Dois pontos a destacar no artigo do jornal espanhol:
  1. Operações recentes como Neymar (222 milhões de euros), Coutinho (145), Dembélé (140), Griezmann (120) ou João Félix (120) agora são improváveis e serão necessários muitos anos para que números semelhantes sejam alcançados;
  2. A segunda grande correção ocorrerá nos salários dos jogadores de futebol, que também terão maiores dificuldades em manter sua receita publicitária tradicional.  Todos esses fatores juntos levarão a negociações descendentes, com prazos longos de pagamento, troca de jogadores (para evitar ter que pagar ‘dinheiro’) e todos os tipos de truques contábeis para equilibrar os orçamentos.  
O CASO JORGE JESUS
Tudo isso nos remete, à primeira vista, ao processo de negociação do Flamengo com o técnico Jorge Jesus, que tem vínculo até maio e quer ganhar R$ 3 milhões por mês.
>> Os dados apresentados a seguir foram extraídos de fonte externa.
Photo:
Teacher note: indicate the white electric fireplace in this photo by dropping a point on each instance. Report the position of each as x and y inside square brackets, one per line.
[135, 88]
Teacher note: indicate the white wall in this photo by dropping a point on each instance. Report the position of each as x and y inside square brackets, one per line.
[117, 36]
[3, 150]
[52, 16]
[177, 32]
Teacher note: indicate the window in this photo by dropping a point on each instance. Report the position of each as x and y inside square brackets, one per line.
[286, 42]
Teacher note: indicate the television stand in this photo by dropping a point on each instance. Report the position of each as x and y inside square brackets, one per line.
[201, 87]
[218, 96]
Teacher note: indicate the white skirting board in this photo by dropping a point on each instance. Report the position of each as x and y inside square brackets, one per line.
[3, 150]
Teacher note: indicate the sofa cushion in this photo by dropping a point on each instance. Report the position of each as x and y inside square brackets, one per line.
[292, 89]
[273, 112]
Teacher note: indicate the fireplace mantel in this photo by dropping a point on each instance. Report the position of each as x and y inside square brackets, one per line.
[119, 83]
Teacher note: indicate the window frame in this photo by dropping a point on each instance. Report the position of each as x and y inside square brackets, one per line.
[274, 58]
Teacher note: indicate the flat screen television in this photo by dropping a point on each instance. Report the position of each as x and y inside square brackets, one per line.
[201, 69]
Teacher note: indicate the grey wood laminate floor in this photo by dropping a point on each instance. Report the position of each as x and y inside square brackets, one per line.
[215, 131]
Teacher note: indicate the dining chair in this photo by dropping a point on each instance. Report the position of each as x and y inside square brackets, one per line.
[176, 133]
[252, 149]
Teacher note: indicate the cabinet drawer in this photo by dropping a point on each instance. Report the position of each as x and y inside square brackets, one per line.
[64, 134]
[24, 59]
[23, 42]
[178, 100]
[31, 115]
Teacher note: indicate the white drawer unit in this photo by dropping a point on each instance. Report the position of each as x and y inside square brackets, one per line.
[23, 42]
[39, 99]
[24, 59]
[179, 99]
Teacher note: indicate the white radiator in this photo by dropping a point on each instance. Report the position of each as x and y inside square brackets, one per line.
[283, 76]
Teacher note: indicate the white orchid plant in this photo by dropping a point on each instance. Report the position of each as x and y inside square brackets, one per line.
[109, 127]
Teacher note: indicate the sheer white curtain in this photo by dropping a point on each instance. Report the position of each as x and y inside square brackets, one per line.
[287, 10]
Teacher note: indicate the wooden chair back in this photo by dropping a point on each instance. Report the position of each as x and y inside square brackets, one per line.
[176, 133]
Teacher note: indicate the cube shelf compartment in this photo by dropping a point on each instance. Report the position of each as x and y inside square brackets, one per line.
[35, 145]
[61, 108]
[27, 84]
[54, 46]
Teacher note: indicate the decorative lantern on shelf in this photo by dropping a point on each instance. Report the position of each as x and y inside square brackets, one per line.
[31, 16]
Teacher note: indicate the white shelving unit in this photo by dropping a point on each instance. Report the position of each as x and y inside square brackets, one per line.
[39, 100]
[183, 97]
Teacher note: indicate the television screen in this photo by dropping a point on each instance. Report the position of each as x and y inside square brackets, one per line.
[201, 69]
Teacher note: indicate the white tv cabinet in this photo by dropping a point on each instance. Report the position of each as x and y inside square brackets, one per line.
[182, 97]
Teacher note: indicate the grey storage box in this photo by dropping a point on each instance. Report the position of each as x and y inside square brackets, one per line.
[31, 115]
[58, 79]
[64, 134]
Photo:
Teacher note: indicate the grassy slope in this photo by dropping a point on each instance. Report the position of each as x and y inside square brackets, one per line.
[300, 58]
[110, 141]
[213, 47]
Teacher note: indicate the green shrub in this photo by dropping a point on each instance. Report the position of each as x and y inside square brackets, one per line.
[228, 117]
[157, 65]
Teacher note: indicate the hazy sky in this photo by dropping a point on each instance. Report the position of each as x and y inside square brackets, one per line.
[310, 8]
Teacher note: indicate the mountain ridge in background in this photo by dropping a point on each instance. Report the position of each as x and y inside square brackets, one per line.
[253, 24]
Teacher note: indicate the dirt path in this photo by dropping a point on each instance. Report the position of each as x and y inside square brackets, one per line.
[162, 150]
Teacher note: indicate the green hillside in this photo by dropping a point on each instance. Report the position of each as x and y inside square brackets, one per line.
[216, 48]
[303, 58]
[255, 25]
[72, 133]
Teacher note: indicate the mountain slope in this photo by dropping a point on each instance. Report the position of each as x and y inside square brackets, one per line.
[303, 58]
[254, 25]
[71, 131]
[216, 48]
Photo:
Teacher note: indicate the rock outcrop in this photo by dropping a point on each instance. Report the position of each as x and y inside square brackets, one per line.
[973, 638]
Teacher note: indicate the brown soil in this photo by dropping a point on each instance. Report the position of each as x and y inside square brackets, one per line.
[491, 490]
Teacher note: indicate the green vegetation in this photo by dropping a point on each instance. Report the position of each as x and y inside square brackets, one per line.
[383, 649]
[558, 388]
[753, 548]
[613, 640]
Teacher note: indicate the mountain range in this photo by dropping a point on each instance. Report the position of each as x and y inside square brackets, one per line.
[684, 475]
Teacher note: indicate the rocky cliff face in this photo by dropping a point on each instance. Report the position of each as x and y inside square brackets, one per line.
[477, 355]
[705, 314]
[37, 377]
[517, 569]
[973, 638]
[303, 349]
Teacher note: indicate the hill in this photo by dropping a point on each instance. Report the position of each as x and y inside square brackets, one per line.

Talvez até ele mereça, mas, como disse o jornalista Ernest Folch, o mundo será outro completamente diferente depois dessa pandemia.
O presidente Rodolfo Landim até parecia disposto a aceitar, mas, agora, ou Jorge Jesus diminui as suas pretensões salariais, ou o Flamengo irá procurar um substituto que aceite ganhar menos.

1 Comentário

  1. Ele não quer ficar. O Flamengo tá forçando.